From the CEO: Changing a “fact of life”

I cringe when I hear people describe power outages as “part of life in the Far North”. Because it’s one of the aspects of life up here that we at Top Energy have been working solidly to change since we put into place our TE2020 network investment programme back in 2009.

Last week’s three-hour, region-wide outage was unacceptable. It’s likely that the fault was caused by a damaged insulator in the Kaikohe substation. 32,000 households and businesses were massively inconvenienced by the black-out and I apologise unreservedly.

With the memory of last week’s outage still fresh in everyone’s memory it may seem a little difficult to believe but we are in a much better place than we were in 2009. When the exceptional impact of the storms in April and July last year are stripped out of the annual figures, power outages in the Far North have reduced from more than 900 minutes (15 hours) a year per customer in 2009 to just 255 minutes (4.25 hours) a year in the 2014/2015 financial year.

This has only been made possible by investment and modernisation. There is no denying it; the Far North has an aging network which continues to suffer from a lack of investment in years gone by. However, since 2009 we have been upgrading and refurbishing it as quickly as we possibly can. The challenge we face is to keep getting those reliability numbers up while keeping a cap on costs and prices to the consumers who own us.

Construction of the first two stages of the new ‘East Coast’ 110kV supply line from Kaikohe to Kaitaia, between Kaikohe and Wiroa, were completed and commissioned last year as planned. The project is scheduled for completion in 2026 and will provide Kaitaia and the very Far North with a second source of electricity supply, reducing its dependence on the current aging and vulnerable single high-voltage transmission line from Kaikohe. 2026 is a long time away and in the meantime we are looking at solutions in the short term, similar to the generators at Taipa which kept the power there on last Friday.

We’re making steady progress with plans to extend the Ngawha geothermal power station’s current generating capacity. This will take the facility’s output to 75MW. Peak demand on the Top Energy network is roughly 70MW so an expanded Ngawha should be able to supply the entire demand of the Mid and Far North, reducing our dependence on the single link to the national grid.

Other work we have done to improve the availability and security of the region’s electricity supply includes the construction of new sub stations and of supply ‘loops’ all around the region, from Kaitaia to Kerikeri. The loop concept is simple. If you cut a straight line it isolates the entire line from the break onwards. But if your line is a loop you can change power flows to ensure that as few people as possible are affected by any line break.

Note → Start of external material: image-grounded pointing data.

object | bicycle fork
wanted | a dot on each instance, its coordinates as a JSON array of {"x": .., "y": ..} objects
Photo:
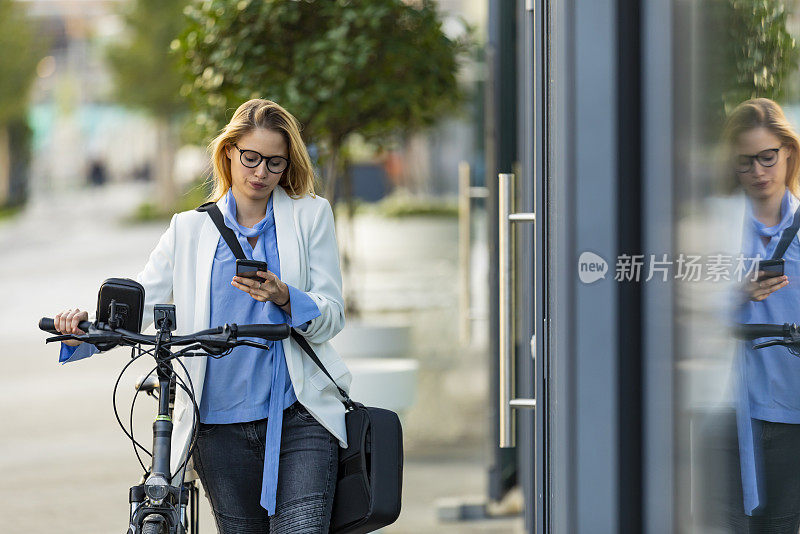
[{"x": 156, "y": 500}]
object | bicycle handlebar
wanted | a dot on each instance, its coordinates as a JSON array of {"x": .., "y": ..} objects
[
  {"x": 271, "y": 332},
  {"x": 755, "y": 331},
  {"x": 47, "y": 324}
]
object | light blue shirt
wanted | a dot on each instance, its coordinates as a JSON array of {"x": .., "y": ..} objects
[
  {"x": 238, "y": 387},
  {"x": 768, "y": 378}
]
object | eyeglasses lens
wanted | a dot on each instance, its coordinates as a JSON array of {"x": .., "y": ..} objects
[
  {"x": 275, "y": 164},
  {"x": 767, "y": 158}
]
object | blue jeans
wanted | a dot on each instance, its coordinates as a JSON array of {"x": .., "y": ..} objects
[{"x": 229, "y": 459}]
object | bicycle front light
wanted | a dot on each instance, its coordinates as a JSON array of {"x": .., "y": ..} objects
[{"x": 156, "y": 488}]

It’s having an impact. During the huge storms of July last year the southern part of our network, where the modernisation work is nearing completion, lost just 25 percent of supply. In the north, where work is less advanced, we lost 75 percent of supply.

All this comes at a price. We have spent $160 million on network upgrade and expansion so far and we are looking at an eventual price-tag of more than $260 million. Compare this to the network’s total value of $140 million when the programme started and you’ll understand how, essentially, we are in the process of building a whole new network.

We have been given permission by our regulator to increase our prices to pay for this work but our aim is to keep our price increases as close to the rate of inflation as possible. We’re very aware that the central government subsidies that initially funded the network are gone and so now our customers have to pay for this work as part of their monthly power bill.

Our capital investment in the network replacement and reinforcement, as a proportion of the asset value, outstrips any other network in New Zealand. Put simply, we’re spending more on maintaining and replacing our network than anyone else, compared to how much it is worth.

This will continue for as long as it takes for us to say with confidence that we’re as reliable as any other similar network in the country. You have my assurance of that.